Curated by Michael Slenske, the presentation comprises mostly small-size pieces celebrating archetypal LA/California imagery, yet alternated with the, in most cases, subtle presence of UFO objects. Displayed within a scattered cluster that occupies two adjacent gallery walls, the installation feels like a scene from a CSI type of show in which experts are resolving a mysterious case. And in this particular instance, the case is the UFOs captured on a variety of photographs depicting diverse subjects such as LA’s car culture, commercial strips, celebrity or glamour life, intimate moments, or the mountain and coastal vistas. Whether pictured as a focused portrayal of a flying saucer, a night-time radar scan capturing an extraterrestrial spacecraft, or as mere flashes of extra-sensory lights, these visuals are challenging the notion of reality using familiar mainstream culture imagery. "The paintings are more or less about the in-between moments in our mundane lives when something sparks or syncs between the conscious and unconscious mind," Toh Djojo told Juxtapoz about what these works represent to him personally. "It’s that moment when the blur of a certain reality starts to become more clear to another one.
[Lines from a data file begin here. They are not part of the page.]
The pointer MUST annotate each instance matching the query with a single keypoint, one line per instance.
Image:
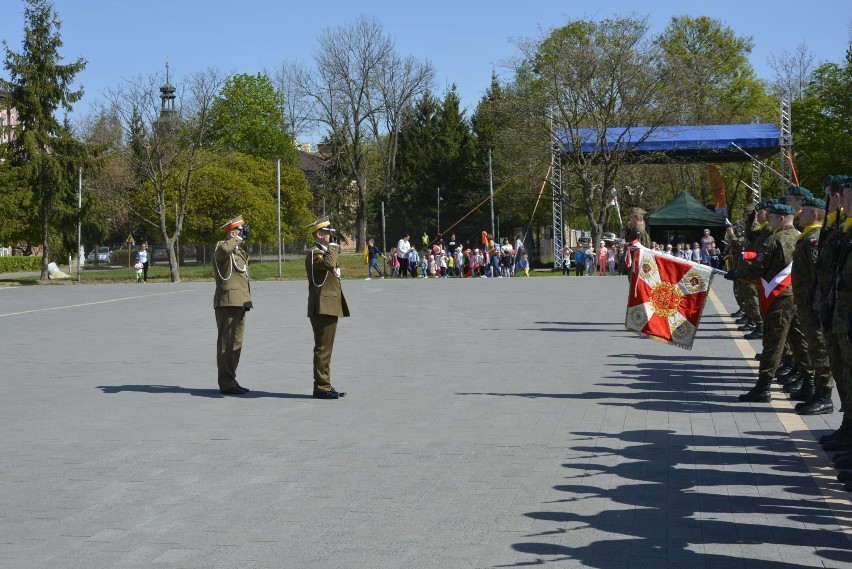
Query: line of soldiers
(793, 280)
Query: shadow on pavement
(669, 506)
(212, 393)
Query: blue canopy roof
(706, 143)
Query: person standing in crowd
(144, 258)
(374, 255)
(707, 243)
(413, 261)
(780, 314)
(603, 252)
(579, 260)
(402, 249)
(231, 301)
(326, 303)
(590, 259)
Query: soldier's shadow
(211, 393)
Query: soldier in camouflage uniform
(815, 392)
(756, 236)
(832, 300)
(774, 258)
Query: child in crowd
(525, 265)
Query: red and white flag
(771, 289)
(667, 297)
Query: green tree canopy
(248, 117)
(42, 149)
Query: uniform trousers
(780, 321)
(230, 323)
(840, 352)
(324, 327)
(809, 320)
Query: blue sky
(464, 40)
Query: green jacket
(230, 270)
(774, 256)
(637, 234)
(804, 259)
(325, 296)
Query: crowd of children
(456, 261)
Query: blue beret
(799, 191)
(781, 209)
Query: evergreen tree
(43, 149)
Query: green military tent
(684, 219)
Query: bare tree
(399, 82)
(296, 111)
(599, 80)
(792, 71)
(163, 148)
(344, 95)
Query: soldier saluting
(326, 303)
(231, 301)
(772, 268)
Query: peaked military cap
(813, 202)
(781, 209)
(233, 224)
(321, 223)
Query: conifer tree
(42, 148)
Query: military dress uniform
(326, 304)
(780, 317)
(815, 392)
(231, 301)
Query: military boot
(756, 333)
(819, 404)
(758, 394)
(794, 384)
(806, 391)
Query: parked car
(103, 254)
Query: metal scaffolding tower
(556, 192)
(786, 141)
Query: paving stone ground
(489, 423)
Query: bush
(20, 264)
(119, 257)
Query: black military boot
(806, 391)
(758, 394)
(757, 333)
(794, 384)
(819, 404)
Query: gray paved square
(488, 423)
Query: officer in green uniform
(815, 392)
(636, 228)
(773, 260)
(231, 301)
(326, 303)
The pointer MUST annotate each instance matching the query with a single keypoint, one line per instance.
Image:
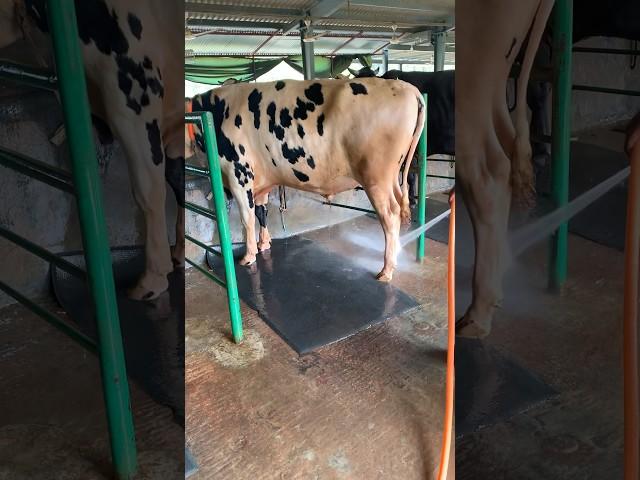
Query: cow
(440, 88)
(322, 136)
(493, 150)
(133, 57)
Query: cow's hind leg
(388, 210)
(261, 209)
(488, 198)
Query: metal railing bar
(33, 168)
(210, 275)
(43, 253)
(205, 212)
(54, 320)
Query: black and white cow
(133, 56)
(321, 136)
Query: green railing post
(223, 225)
(72, 85)
(561, 131)
(422, 183)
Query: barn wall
(593, 109)
(44, 214)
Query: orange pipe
(447, 433)
(630, 328)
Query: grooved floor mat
(311, 296)
(490, 388)
(153, 332)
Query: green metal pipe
(205, 212)
(561, 133)
(204, 246)
(54, 320)
(341, 205)
(422, 184)
(211, 276)
(43, 253)
(73, 94)
(617, 91)
(198, 171)
(25, 75)
(223, 224)
(608, 51)
(33, 168)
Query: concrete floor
(368, 407)
(573, 343)
(52, 420)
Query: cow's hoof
(466, 328)
(248, 260)
(384, 276)
(148, 288)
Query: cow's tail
(420, 124)
(522, 180)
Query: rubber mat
(313, 297)
(491, 388)
(153, 332)
(603, 221)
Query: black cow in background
(591, 18)
(440, 88)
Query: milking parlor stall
(550, 391)
(309, 353)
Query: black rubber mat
(313, 297)
(603, 221)
(490, 388)
(153, 332)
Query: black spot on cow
(285, 118)
(225, 147)
(135, 25)
(300, 176)
(302, 108)
(153, 133)
(513, 44)
(261, 214)
(255, 97)
(292, 154)
(358, 88)
(273, 126)
(321, 125)
(311, 162)
(174, 174)
(314, 93)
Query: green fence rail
(84, 183)
(205, 120)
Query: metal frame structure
(84, 184)
(214, 174)
(561, 127)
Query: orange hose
(451, 340)
(630, 328)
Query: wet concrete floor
(368, 407)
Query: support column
(308, 63)
(560, 136)
(438, 51)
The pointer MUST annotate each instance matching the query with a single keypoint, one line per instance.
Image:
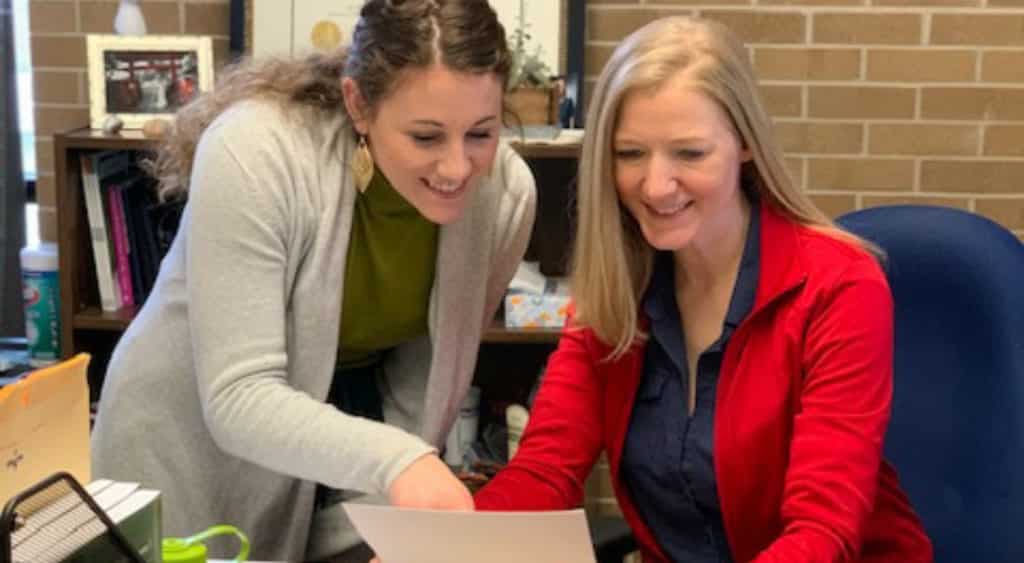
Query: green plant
(528, 68)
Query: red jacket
(802, 406)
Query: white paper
(404, 535)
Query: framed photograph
(139, 78)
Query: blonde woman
(352, 222)
(730, 348)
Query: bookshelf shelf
(497, 333)
(95, 318)
(508, 352)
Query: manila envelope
(44, 427)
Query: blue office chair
(956, 436)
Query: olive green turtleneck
(389, 273)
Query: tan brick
(52, 120)
(913, 199)
(596, 57)
(821, 137)
(51, 16)
(44, 155)
(1009, 212)
(161, 17)
(964, 29)
(782, 100)
(208, 18)
(860, 174)
(835, 205)
(1003, 67)
(939, 3)
(689, 2)
(811, 2)
(921, 66)
(861, 101)
(796, 168)
(1005, 140)
(613, 25)
(761, 27)
(972, 176)
(891, 138)
(46, 189)
(807, 63)
(48, 223)
(55, 86)
(987, 103)
(98, 16)
(886, 29)
(57, 51)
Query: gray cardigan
(215, 392)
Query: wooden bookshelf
(84, 327)
(82, 321)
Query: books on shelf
(129, 229)
(97, 170)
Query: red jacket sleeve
(562, 438)
(843, 412)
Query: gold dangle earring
(361, 165)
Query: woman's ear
(355, 104)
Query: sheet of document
(403, 535)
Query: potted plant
(531, 95)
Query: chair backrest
(956, 436)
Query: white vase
(129, 19)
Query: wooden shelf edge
(497, 333)
(97, 319)
(127, 139)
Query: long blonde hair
(611, 260)
(390, 37)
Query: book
(121, 248)
(97, 169)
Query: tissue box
(529, 310)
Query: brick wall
(57, 37)
(877, 101)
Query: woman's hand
(428, 483)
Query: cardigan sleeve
(244, 223)
(836, 450)
(514, 229)
(562, 438)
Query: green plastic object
(192, 550)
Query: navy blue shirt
(668, 459)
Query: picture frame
(140, 78)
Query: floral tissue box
(527, 310)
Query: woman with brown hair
(351, 224)
(730, 348)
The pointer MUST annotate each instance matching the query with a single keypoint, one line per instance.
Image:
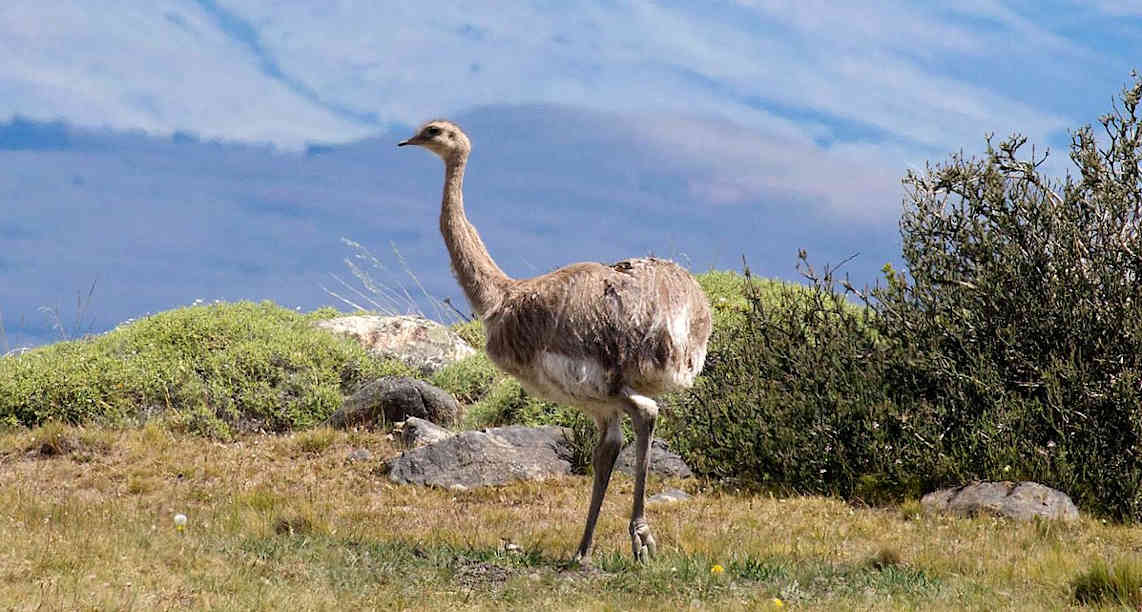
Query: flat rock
(417, 432)
(396, 399)
(1021, 501)
(490, 457)
(661, 461)
(670, 496)
(420, 343)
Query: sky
(174, 151)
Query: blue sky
(601, 130)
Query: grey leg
(610, 442)
(643, 413)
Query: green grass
(283, 522)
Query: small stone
(660, 461)
(672, 496)
(360, 455)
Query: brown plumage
(605, 338)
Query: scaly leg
(610, 442)
(643, 413)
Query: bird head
(442, 137)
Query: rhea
(604, 338)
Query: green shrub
(1011, 346)
(210, 369)
(794, 397)
(468, 379)
(1022, 309)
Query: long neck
(483, 282)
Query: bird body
(603, 338)
(589, 333)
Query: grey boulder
(1022, 500)
(396, 399)
(420, 343)
(490, 457)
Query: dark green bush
(1022, 306)
(794, 397)
(1010, 347)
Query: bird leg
(610, 442)
(643, 413)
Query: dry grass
(294, 523)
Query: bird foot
(581, 560)
(642, 542)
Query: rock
(497, 456)
(420, 343)
(1022, 501)
(360, 455)
(396, 399)
(418, 433)
(670, 496)
(662, 461)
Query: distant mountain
(161, 222)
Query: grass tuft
(1103, 584)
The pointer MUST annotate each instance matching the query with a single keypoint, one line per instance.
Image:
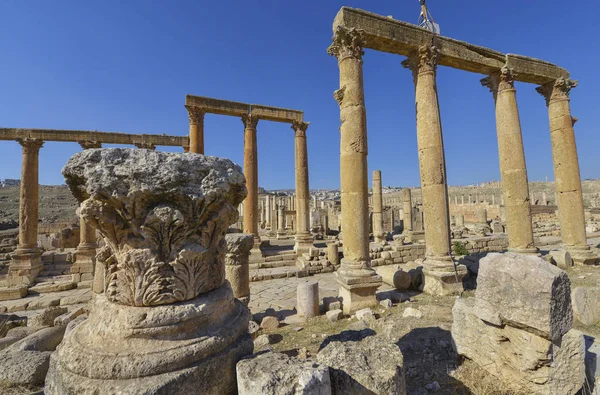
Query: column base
(358, 286)
(303, 242)
(440, 277)
(583, 256)
(25, 266)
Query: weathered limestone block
(168, 319)
(525, 292)
(586, 304)
(237, 269)
(360, 362)
(537, 364)
(277, 374)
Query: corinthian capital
(422, 61)
(195, 114)
(499, 81)
(557, 90)
(347, 43)
(250, 121)
(300, 128)
(30, 145)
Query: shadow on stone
(429, 357)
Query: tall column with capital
(85, 257)
(513, 171)
(26, 263)
(440, 275)
(567, 178)
(358, 281)
(196, 117)
(378, 234)
(251, 172)
(303, 239)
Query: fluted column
(85, 257)
(196, 117)
(567, 178)
(26, 263)
(513, 170)
(303, 240)
(251, 172)
(407, 211)
(378, 234)
(438, 268)
(358, 282)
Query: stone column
(196, 117)
(85, 257)
(26, 263)
(358, 282)
(407, 210)
(251, 172)
(438, 267)
(567, 178)
(303, 239)
(513, 171)
(237, 269)
(281, 222)
(378, 234)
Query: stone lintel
(217, 106)
(402, 38)
(277, 114)
(96, 136)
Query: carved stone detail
(557, 90)
(164, 234)
(195, 114)
(347, 43)
(250, 121)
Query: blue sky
(127, 65)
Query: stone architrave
(358, 281)
(378, 233)
(85, 258)
(237, 268)
(168, 320)
(26, 262)
(196, 116)
(513, 171)
(303, 239)
(441, 276)
(567, 177)
(251, 172)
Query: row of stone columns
(357, 280)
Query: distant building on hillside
(9, 182)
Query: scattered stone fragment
(47, 317)
(361, 362)
(386, 303)
(253, 329)
(269, 323)
(278, 374)
(334, 315)
(411, 312)
(365, 315)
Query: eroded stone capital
(502, 80)
(557, 90)
(195, 114)
(300, 128)
(30, 146)
(250, 121)
(347, 43)
(422, 61)
(88, 144)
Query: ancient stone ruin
(167, 319)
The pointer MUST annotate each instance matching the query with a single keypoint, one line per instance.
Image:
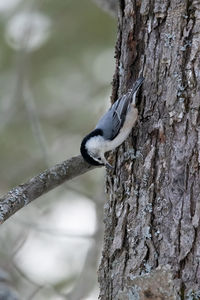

Similar to the effects when taking psilocybin, DMT, or in meditation."

Purposely using the alluring borderline kitsch aesthetics of movie stills, advertising posters, and other seductive ways of depicting real-life, Toh Djojo's work can be seen as a metaphor for taking a different way of handling the unknown, which we've experienced an abundance of in recent months. "To most people UFOs are exactly what you see in the media: malevolent, mind-controlling invaders who are trying to take over the planet," the artist noted in the artist's statement for the exhibition. "However, I’d like to believe they are benevolent vehicles to help us transcend to a higher state of consciousness. Hopefully, my handling of the paint adds to that experience.” 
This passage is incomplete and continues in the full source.